The suggestion is being made in submissions to the Privacy Commissioner, who is reviewing whether credit providers should have more access to your personal data.

Even the Federation of Family Budgeting Services believes credit agencies and financiers should be able to find out more about your habits in the two years prior to giving you a loan.

Lenders and credit bureaux now only have access to a limited amount of "negative" information - such as whether you've been bankrupted or defaulted on bills.

The Office of the Privacy Commissioner is considering a move to "positive" credit reporting - whereby lenders could know what types of credit you have, who the provider is, the limit, and whether the account is open or closed.

But many in the credit industry are calling for the changes to go further.
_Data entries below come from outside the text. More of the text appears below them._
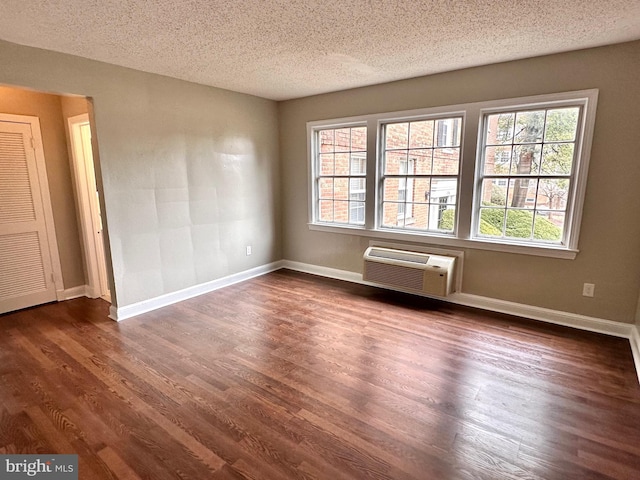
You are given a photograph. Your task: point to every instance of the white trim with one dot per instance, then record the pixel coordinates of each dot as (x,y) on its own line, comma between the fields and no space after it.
(634,339)
(122,313)
(73,292)
(85,182)
(557,317)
They say lenders should also be able to see how much has been advanced on the account - your credit card limit may be $10,000 but your current balance is $5000 - and whether you have met all your payments during the past two years.

Federation of Family Budgeting Services CEO Raewyn Fox said this kind of information would give credit providers a better picture, possibly enabling the borrower to qualify for a higher quality loan.

"We're just coming from the point of view of people we don't want pushed into the arms of fringe lenders. You have one stuff up and you have a bad credit rating forever and a day."

John Roberts, country manager for credit bureau Veda Advantage, said knowing the credit limit alone was little value. Lenders also needed the person's payment track record. "If someone's had a history of missing payments, again that is very predictive of likely risk."

In its submission to the Privacy Commissioner, finance company GE Money said the number of people being declared bankrupt or approved for the brankruptcy alternative, the No Asset Procedure regime had been on the rise.

"Increasingly borrowers are becoming indebted to multiple credit providers, with the practical result that each provider sees only a small portion of the borrower's complete financial circumstances."

It calculates the "negative" credit reporting system gives only a 10 per cent picture of a person's true credit risk. The changes proposed so far would provide an additional 20 per cent, it said. Including current account balances and 24 months' payment history would boost that to 50 per cent.

"There is empirical evidence from a number of countries that ... positive reporting leads to significantly reduced default rates," GE said.